The ICF is the only place where all 15 species of cranes exist together. Located on 160 acres five miles north of Baraboo Wisconsin, the ICF was founded in 1973 and is dedicated to saving the world’s cranes, and supports scientists and conservationists working on five continents. Crane populations worldwide are dwindling and seven of the species are currently endangered. In addition to establishing this global network, the ICF focuses on breeding and caring for cranes in captivity, restoring and protecting habitats, and reintroducing cranes into the wild.
While there we photographed and sketched while observing cranes nesting, stalking, and dancing their elaborate courtship ritual. We recorded the eerie bugle like sounds cranes produce with their long necks. We watched cranes soar above us. Some species are as tall as 6 feet and have a wingspread of up to 8 feet.

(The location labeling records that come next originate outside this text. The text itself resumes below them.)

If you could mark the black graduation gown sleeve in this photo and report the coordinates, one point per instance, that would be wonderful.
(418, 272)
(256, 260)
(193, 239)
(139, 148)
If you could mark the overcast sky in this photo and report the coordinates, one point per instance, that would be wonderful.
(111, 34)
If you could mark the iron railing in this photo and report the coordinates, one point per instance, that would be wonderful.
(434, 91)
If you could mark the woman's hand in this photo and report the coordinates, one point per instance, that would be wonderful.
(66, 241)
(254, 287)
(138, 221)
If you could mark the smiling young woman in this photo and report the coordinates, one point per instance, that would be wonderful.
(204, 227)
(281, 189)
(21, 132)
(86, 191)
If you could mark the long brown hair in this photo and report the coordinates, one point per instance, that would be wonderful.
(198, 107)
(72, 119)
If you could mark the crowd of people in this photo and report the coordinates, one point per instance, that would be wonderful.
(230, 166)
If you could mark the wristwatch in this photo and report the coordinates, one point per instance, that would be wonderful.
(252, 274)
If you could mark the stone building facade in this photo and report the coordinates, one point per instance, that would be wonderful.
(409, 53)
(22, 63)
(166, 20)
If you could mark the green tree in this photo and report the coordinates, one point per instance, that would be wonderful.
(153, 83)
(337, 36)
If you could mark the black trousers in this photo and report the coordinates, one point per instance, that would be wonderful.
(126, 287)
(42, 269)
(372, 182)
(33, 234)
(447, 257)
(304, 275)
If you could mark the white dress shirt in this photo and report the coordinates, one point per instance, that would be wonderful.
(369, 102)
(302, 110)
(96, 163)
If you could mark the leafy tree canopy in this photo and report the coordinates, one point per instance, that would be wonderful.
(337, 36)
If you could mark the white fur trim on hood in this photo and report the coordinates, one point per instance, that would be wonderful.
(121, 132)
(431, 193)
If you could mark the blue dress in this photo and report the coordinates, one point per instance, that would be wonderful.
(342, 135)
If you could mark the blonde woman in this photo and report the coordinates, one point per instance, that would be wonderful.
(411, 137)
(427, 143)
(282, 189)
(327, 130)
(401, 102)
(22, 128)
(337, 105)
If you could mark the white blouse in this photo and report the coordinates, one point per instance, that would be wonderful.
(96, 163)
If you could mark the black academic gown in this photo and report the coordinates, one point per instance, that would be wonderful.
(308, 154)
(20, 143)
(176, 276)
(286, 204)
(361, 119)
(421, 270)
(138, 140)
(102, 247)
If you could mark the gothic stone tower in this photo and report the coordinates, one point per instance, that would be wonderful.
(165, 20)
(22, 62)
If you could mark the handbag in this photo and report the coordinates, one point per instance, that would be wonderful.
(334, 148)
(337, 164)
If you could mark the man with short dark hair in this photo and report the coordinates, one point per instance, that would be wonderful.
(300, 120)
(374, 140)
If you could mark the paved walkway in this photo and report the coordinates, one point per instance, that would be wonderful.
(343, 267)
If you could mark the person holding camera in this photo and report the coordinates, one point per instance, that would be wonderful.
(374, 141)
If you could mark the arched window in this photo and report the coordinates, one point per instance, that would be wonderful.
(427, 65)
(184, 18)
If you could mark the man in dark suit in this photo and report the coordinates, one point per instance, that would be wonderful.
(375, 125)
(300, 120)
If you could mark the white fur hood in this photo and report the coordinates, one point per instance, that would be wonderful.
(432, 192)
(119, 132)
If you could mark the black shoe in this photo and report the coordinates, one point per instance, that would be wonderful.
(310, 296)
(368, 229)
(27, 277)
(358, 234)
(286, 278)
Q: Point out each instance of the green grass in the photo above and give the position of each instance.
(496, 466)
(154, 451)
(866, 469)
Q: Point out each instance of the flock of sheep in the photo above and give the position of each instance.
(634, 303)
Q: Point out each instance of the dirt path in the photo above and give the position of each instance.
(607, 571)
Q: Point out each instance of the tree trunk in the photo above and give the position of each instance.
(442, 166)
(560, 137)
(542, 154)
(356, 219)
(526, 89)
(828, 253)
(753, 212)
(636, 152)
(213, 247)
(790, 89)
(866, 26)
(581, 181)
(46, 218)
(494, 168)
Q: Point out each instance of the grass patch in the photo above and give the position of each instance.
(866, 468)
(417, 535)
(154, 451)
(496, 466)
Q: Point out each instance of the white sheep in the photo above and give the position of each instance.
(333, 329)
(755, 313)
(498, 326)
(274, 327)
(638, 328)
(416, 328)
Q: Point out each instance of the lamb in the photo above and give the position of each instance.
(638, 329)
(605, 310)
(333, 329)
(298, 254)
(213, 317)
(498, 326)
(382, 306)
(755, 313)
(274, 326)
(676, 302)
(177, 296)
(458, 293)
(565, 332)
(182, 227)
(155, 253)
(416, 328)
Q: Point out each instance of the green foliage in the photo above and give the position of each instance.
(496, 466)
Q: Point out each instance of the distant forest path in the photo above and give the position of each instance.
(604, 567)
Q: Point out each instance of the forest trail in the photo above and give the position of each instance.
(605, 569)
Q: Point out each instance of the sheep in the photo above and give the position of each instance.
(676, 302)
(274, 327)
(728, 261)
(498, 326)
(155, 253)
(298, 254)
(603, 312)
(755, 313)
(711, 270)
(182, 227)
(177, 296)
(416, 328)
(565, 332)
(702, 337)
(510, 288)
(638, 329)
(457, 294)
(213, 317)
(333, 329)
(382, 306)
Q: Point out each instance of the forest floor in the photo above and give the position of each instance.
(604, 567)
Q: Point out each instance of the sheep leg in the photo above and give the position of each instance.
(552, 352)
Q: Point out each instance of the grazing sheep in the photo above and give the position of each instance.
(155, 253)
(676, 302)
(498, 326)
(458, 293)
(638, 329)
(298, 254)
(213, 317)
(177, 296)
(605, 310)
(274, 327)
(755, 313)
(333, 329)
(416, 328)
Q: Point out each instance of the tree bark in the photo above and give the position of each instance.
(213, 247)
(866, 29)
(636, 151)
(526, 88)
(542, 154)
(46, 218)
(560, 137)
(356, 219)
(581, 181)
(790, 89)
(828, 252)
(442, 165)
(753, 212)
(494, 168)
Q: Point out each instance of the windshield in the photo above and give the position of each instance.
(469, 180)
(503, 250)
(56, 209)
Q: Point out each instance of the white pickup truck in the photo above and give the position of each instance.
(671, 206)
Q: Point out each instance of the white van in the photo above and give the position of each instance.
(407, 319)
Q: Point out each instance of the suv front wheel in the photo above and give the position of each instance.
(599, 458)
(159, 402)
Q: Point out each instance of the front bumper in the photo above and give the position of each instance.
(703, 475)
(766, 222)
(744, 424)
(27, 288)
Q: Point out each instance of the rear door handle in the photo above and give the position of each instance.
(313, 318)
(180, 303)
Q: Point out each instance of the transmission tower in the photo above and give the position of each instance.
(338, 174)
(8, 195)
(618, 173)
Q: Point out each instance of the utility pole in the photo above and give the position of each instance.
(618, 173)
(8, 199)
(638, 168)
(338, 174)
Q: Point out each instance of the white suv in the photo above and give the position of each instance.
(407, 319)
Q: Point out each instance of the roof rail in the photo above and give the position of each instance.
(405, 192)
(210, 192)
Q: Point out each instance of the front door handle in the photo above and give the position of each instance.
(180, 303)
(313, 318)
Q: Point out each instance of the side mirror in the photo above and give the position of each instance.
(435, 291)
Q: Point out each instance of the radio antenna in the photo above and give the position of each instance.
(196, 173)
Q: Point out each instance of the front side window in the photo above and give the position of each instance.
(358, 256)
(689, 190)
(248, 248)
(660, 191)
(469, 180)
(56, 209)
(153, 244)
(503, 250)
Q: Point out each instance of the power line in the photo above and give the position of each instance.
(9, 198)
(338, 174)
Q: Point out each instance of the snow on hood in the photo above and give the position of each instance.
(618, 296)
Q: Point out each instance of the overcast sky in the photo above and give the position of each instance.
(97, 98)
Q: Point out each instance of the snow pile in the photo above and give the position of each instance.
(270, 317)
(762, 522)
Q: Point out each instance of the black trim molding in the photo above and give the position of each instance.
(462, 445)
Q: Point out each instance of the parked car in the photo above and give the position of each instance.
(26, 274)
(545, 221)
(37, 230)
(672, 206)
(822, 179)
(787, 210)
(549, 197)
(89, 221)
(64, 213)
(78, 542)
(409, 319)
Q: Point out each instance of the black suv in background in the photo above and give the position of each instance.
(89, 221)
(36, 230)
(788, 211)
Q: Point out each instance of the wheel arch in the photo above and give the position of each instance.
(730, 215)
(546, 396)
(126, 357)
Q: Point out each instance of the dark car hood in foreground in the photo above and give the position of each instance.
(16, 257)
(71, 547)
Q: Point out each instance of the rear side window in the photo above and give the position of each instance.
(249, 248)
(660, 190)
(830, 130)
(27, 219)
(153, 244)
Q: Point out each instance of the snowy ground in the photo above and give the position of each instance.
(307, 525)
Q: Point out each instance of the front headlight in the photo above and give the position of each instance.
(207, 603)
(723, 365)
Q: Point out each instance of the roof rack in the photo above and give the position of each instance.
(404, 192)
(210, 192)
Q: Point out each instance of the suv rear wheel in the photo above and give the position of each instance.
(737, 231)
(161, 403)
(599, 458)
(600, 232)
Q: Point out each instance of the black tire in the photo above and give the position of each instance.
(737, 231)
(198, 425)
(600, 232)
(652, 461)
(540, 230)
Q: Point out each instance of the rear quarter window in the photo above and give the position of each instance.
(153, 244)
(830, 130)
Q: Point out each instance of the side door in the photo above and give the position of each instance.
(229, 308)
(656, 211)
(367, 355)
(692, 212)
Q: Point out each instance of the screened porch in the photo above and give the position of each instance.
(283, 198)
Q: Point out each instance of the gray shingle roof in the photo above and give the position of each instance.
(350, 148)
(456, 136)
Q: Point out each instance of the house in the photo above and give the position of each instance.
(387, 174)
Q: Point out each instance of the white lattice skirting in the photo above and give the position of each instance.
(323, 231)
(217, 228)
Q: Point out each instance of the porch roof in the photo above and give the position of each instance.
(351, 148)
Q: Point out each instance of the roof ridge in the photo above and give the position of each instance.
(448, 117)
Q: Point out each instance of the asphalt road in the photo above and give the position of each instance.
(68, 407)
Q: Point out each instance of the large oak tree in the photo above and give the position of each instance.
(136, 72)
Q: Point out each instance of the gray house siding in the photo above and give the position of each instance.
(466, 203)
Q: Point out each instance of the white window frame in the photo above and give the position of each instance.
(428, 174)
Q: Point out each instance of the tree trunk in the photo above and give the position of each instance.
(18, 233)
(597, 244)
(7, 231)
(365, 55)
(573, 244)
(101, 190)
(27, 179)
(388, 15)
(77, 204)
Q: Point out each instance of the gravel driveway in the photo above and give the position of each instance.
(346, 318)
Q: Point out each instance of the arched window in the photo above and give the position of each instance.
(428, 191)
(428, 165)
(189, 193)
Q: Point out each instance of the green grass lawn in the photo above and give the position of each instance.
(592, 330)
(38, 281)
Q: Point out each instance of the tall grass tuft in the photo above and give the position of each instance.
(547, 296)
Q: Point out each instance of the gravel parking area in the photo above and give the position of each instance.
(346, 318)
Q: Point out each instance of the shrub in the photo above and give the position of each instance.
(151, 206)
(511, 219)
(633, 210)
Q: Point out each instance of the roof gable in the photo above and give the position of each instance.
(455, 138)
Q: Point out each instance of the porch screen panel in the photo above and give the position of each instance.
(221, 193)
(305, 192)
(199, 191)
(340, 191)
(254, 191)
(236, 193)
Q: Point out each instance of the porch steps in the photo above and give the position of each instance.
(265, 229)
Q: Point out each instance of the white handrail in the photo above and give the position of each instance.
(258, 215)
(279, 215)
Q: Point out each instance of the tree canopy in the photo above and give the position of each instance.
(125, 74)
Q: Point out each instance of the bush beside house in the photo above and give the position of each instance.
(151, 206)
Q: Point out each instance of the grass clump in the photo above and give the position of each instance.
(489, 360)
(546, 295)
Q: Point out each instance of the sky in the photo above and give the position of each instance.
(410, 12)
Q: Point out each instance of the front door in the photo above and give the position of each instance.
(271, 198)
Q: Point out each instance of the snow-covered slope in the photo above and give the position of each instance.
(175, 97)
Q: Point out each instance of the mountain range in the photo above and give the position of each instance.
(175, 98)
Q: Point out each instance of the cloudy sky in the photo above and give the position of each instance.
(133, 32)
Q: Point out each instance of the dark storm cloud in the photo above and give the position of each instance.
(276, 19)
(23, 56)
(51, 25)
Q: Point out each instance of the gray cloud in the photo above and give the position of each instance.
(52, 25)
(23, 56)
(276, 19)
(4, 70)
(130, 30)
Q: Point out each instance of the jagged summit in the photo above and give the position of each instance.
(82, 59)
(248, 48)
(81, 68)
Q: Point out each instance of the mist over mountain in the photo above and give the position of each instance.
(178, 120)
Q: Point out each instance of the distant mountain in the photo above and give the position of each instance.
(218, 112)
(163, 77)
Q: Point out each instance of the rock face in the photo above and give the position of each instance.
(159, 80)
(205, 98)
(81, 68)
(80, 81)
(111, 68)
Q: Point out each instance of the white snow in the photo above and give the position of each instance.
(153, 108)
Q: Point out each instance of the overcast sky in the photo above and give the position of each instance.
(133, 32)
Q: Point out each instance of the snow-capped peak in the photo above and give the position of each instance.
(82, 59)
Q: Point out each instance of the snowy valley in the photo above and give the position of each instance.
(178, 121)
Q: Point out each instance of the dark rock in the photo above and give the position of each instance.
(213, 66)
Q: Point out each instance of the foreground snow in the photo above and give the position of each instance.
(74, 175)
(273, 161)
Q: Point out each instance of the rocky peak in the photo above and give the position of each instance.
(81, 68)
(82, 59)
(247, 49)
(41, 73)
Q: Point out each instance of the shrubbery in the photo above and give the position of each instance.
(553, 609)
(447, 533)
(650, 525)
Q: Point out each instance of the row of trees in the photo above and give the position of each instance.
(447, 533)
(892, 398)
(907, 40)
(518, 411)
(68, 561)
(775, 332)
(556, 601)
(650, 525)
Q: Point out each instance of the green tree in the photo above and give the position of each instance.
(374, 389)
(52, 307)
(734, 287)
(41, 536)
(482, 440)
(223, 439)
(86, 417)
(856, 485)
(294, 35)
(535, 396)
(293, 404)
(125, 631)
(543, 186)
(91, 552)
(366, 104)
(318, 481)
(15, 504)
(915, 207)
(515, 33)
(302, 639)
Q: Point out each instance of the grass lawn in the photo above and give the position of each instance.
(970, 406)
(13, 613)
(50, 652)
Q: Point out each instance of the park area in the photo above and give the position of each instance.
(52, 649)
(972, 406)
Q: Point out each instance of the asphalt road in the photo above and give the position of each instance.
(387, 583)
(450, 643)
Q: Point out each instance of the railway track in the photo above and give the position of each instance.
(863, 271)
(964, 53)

We returned to our separate studios in Fairfield CT and in Astoria NY and created our individual works: two -and three -dimensional works in oil, pastel, and mixed media including ten portraits of crane species, a 6 foot wide environmental painting, and an installation of life-size papier-mâché cranes.
Inspired by the increasing precariousness of the survival of cranes on earth as well as to celebrate the ambassador-like grace with which they travel the globe The Crane Project was tribute to the beauty and mystery of the crane, the elegant and noble bird whose ancestry goes back to prehistoric times.
Symbols of royalty and power, of longevity, monogamy, and good luck, and admired for their grace cranes have for centuries inspired poets and painters, sculptors, musicians and dancers, writers and folklorists. If cranes vanished from the earth we would lose both a window back to the beginning of time and a window to the future: the plight of cranes on the planet is a measure of our uneasy relationship with the environment.